# Multi foggers -> one trigger?



## edwood saucer (Aug 21, 2006)

Hey everyone!

Last year I bought 6 smaller foggers at a really great price.

They are all the same model/output/etc.

I was wondering - is there a way to connect them all to one trigger? Or am I batting out of my league?

The end goal would be to create some 20' single corded trigger that would branch off to each of the foggers. One push - they all go off.

Any thoughts?


----------



## discozombie (Jun 21, 2012)

Ive been looking into the same idea. I have two machines and one IR controller. I was thinking of splicing the cable for the controller. Mine use the standard C14 plug, (common female computer power cord) I dont have much to lose since my machines are old and due for replacement. I hope to work on it tonight and will let you know.


----------



## Hippofeet (Nov 26, 2012)

Should be no problem. Its taking an output from one prong on the switch plug, and when you depress the switch it just connects to the other prong going back in. Its really no different than setting off 20 controllers with one trigger. I hope you have the three prong plugs, otherwise its going to be harder. I would open up the switch, and take a look at it, and maybe hook up 12 VDC to one of the prongs on the switch, hit the switch, and figure out which prong is being used as the return. Then you just need to wire into the backs of the sockets where those prongs would normally fit.


----------



## discozombie (Jun 21, 2012)

So I tested it tonight. I cut off the female (C14) plugs from three computer power extension cables. Spliced these together, taped it up and plugged the controller in one end and two fog machines on the other. Both machines worked together. Im sure it can be done better like Hippofeet mentioned, but this was simple and dirty. It appears that both machines need to charged, heated whatever you call it when its ready to release fog before the ready light comes on. Im running two 400 watt cheapos that were made 6 years apart from different manufacturers. 

good luck.
DZ


----------



## edwood saucer (Aug 21, 2006)

Thanks for the feedback and experimentation. I figured it could probably be done - but don't have the expertise - just the hunch! thanks!


----------



## corey872 (Jan 10, 2010)

Looks like a good and simple way to do it. The only possible issue I see is you would want to keep all foggers plugged into the same outlet as well.

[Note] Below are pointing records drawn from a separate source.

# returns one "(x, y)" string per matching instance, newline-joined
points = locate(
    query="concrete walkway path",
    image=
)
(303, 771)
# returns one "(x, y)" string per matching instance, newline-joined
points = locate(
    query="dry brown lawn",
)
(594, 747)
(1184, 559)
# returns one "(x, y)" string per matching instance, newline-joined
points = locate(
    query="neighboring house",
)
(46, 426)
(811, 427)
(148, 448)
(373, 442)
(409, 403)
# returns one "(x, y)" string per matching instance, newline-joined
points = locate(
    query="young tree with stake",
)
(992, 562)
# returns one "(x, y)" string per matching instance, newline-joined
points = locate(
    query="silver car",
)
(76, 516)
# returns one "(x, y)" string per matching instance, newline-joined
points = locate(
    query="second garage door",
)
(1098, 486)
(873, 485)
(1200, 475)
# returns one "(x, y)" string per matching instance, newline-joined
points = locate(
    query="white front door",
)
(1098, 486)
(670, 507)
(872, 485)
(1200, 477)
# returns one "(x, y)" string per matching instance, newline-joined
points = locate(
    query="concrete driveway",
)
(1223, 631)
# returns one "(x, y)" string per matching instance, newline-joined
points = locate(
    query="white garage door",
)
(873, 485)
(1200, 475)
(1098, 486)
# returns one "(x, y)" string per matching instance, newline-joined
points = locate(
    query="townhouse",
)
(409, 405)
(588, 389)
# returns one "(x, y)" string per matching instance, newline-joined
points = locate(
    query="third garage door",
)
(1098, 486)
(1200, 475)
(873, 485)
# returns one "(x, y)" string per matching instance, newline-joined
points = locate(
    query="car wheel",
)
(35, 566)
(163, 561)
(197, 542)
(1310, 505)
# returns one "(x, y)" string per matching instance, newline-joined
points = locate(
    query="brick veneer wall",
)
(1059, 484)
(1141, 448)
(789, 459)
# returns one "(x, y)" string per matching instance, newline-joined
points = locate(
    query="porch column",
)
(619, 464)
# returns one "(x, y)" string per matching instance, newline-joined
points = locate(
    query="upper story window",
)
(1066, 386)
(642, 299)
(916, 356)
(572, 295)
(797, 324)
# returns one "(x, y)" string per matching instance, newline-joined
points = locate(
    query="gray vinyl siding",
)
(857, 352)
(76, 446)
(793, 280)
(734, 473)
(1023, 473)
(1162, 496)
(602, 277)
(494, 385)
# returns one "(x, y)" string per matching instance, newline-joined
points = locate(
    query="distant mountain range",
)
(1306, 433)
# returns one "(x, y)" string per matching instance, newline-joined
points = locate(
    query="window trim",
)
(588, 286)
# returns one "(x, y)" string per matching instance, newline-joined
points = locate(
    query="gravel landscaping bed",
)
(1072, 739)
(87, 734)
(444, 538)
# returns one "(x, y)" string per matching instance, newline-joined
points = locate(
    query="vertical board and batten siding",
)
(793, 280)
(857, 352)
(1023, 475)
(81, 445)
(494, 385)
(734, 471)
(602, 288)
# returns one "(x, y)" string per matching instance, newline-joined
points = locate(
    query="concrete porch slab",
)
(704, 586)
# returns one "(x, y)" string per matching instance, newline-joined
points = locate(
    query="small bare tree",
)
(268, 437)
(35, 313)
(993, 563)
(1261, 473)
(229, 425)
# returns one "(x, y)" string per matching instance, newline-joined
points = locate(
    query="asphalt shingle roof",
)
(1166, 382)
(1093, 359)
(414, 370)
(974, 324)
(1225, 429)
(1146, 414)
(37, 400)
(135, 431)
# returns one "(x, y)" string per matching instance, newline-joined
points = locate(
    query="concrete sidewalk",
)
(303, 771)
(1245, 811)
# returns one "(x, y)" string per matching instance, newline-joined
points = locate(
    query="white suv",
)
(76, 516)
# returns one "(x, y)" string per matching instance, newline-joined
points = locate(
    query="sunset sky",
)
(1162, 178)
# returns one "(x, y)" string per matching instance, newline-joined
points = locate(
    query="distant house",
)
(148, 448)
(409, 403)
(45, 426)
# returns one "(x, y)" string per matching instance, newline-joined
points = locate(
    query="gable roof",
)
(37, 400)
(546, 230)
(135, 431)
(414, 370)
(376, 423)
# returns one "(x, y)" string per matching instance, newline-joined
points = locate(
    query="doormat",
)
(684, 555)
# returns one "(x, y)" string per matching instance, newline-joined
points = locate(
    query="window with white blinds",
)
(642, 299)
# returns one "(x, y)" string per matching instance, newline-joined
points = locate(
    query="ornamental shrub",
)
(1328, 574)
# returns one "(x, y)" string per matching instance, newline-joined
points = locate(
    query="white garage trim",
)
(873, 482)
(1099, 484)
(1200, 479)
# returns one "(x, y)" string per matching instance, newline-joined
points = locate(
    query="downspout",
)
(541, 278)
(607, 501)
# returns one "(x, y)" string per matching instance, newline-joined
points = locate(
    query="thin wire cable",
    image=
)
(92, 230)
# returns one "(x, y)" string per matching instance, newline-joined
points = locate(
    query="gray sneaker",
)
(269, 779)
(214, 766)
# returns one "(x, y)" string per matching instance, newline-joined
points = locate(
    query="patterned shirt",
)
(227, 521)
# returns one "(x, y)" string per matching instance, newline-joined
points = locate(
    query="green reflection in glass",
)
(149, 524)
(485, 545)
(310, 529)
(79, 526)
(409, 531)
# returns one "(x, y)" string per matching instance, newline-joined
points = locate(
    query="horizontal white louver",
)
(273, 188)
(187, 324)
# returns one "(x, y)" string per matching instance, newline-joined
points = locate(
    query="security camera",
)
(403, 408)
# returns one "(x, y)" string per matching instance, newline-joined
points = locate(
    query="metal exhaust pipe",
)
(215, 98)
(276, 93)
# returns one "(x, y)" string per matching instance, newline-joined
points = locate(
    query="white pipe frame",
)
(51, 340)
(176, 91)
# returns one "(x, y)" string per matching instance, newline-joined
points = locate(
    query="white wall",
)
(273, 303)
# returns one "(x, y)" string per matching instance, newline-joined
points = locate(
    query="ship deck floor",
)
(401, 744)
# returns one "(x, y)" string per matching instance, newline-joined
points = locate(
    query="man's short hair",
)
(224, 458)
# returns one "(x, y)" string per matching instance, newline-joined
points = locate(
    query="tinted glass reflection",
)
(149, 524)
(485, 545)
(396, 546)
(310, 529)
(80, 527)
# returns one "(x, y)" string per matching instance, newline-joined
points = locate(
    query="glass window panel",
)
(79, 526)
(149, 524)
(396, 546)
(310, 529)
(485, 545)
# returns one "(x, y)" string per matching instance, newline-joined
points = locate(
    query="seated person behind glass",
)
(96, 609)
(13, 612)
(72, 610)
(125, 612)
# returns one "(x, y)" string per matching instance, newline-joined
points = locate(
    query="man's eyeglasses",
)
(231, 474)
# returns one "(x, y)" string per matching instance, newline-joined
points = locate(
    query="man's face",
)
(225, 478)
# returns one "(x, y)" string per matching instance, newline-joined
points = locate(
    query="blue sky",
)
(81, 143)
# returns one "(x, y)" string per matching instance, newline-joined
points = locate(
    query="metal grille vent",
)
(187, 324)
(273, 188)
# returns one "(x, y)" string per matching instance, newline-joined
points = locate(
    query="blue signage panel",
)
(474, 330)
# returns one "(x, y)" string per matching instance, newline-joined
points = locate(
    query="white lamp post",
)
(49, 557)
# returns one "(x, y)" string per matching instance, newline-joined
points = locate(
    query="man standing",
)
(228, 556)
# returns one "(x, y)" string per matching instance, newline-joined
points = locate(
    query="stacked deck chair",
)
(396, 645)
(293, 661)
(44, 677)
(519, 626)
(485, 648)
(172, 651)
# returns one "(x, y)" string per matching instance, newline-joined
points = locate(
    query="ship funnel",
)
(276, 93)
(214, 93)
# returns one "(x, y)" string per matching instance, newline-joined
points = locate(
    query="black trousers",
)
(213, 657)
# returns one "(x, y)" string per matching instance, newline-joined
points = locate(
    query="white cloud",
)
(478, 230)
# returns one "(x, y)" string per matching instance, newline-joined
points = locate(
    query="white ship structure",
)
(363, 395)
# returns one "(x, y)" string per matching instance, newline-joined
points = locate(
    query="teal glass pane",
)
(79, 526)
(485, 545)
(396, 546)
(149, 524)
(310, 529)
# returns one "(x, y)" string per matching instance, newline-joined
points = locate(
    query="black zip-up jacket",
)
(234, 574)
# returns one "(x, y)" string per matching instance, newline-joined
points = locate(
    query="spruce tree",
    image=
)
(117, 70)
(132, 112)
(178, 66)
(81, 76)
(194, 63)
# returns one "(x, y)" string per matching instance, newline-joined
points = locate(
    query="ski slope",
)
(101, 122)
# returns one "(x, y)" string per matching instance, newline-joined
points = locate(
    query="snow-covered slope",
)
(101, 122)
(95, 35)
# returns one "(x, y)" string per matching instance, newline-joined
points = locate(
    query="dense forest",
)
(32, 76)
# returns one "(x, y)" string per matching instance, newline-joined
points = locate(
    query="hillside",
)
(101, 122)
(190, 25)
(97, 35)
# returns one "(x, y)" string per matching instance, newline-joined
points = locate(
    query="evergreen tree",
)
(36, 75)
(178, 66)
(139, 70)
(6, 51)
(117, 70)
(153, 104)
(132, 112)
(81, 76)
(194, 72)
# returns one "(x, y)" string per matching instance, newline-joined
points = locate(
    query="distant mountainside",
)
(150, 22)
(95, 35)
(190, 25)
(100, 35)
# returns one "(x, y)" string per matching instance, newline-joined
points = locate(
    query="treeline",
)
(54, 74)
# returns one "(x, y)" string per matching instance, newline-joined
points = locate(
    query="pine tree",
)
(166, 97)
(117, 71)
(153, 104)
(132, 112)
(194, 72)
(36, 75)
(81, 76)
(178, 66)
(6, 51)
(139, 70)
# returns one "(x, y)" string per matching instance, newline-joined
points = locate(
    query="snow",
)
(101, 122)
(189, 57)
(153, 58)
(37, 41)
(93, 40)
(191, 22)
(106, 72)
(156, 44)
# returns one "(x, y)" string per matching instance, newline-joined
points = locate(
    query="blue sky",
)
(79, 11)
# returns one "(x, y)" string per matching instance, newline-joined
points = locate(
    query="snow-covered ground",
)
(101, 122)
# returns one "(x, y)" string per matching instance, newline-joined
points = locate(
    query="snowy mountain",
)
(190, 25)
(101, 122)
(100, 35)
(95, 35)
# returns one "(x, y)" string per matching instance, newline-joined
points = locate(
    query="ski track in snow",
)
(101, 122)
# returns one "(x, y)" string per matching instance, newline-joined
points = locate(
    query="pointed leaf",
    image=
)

Your house is basically wired to two 110volt legs. They are always at opposite polarity, so this is where your 220V comes from to run big things like stoves and clothes driers.

This shows the basics, they call it 120V/240V:









BUT - both of these 110V legs are used in separate areas of the house - and it could even be one outlet is on one leg while one right beside it is on the other leg. This doesn't really pose an issue in normal use as you have an item plugged into one outlet or the other. But if you happen to plug the foggers into separate legs (say you want to fog two different rooms) then run the timers to a common point, you would have a 220V short circuit between the two foggers when the timer circuit closes.

The other option would be to use a DVM to test the two outlets you want to use, but that is a little more complex task.


----------



## discozombie (Jun 21, 2012)

good information! I plan to use the same power strip so Ill be okay.


----------